An embodiment of the invention is a method of using a xenograft as a control tissue for
histology, comprising
staining both a patient and a xenograft-derived
control sample under substantially similar
staining conditions, and assessing the
staining outcomes of the two to determine whether the
stain was effective for the patient sample. A xenograft has never been used before in
histology as a control, as far as the inventors know. The result of using a xenograft as a control is surprisingly advantageous. First, the
cell lines grow and differentiate similarly to a human, taking on the general morphology of a real
tissue sample. Second, because the same
transformed cell line can be grown limitless times in
SCID mice, the xenograft control is highly reproducible, leading to a consistent artificial control that is highly manufacturable and subject to genetic manipulation so that antigens or genetic elements may be embedded in the tissue. Another embodiment of the invention is directed generally to a method of making a tissue control substrate, comprising growing a xenograft from a mammalian
transformed cell line in a host animal, removing the xenograft from the host animal,
processing the xenograft thereby embedding the xenograft tissue in an
embedding medium, and finally affixing the embedded xenograft sample onto a substrate.
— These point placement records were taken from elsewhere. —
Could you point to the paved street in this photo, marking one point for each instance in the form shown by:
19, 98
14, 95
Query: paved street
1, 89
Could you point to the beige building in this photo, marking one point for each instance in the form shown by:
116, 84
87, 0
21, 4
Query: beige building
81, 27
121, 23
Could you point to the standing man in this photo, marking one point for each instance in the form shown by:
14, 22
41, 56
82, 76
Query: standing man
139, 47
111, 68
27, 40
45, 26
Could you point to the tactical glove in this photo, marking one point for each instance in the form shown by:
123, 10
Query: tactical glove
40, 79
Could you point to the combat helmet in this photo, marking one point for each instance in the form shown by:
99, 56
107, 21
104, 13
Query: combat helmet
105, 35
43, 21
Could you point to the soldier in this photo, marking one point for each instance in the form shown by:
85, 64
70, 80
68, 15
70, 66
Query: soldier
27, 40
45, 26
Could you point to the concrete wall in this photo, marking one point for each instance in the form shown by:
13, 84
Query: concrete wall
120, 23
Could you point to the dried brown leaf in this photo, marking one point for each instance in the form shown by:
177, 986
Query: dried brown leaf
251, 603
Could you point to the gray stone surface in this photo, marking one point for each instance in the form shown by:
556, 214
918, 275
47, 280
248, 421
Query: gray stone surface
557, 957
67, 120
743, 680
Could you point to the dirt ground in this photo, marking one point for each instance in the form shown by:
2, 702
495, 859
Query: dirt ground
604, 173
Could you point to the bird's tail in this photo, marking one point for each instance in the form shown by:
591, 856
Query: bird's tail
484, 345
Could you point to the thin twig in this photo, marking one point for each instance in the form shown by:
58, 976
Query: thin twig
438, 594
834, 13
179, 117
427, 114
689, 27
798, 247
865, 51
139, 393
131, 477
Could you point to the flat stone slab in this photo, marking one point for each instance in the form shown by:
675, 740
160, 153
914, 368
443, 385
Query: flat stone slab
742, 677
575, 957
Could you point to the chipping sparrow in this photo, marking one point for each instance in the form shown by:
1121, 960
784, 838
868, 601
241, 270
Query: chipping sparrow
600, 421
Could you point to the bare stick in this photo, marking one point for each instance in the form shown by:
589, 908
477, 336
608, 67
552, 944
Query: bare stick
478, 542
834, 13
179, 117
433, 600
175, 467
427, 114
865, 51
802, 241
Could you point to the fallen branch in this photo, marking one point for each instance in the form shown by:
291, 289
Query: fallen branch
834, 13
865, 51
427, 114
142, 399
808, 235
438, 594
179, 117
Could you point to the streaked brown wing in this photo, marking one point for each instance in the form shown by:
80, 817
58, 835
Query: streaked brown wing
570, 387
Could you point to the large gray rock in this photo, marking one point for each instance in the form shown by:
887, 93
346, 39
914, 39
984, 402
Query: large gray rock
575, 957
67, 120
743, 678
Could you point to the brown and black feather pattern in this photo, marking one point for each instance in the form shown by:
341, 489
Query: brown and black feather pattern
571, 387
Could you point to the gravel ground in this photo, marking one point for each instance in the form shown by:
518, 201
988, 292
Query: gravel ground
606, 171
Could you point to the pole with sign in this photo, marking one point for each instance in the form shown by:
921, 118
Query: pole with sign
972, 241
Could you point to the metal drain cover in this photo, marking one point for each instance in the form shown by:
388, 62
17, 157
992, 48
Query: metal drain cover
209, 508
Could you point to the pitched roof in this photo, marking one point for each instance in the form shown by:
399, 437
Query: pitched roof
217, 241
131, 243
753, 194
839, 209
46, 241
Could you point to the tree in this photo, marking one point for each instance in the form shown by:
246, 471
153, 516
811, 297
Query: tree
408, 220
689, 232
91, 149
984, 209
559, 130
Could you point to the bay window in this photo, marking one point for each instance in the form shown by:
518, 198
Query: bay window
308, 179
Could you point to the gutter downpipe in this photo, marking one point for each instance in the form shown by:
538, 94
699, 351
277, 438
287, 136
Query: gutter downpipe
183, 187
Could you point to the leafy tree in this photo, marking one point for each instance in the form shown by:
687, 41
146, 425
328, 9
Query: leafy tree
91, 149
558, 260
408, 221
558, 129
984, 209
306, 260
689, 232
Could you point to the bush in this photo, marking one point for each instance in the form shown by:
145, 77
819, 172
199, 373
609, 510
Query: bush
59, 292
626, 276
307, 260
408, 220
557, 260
The substrate is generally a
microscope slide. The xenograft control slide can then be stained side-by-side with a specimen sample in an automated slide stainer, and act as a control against which the staining quality can be compared. The xenograft control can also be used as a manual staining control. Determining whether the staining was effective for the patient specimen comprises judging the staining intensity of the xenograft
control sample to determine if the expected degree and type of staining were realized in the control. If the expected type (nuclear, membranous, or cytoplasmic) and degree (0-4 scale) of staining are realized during the run, then the xenograft control indicates the staining process and reagents are working properly, and so the result in the patient specimen can be trusted. A further embodiment of the invention is a xenograft-derived control slide for histochemical use, comprising at least one xenograft
control sample prepared for histological use, and a sample slide upon which the at least one xenograft control sample is affixed.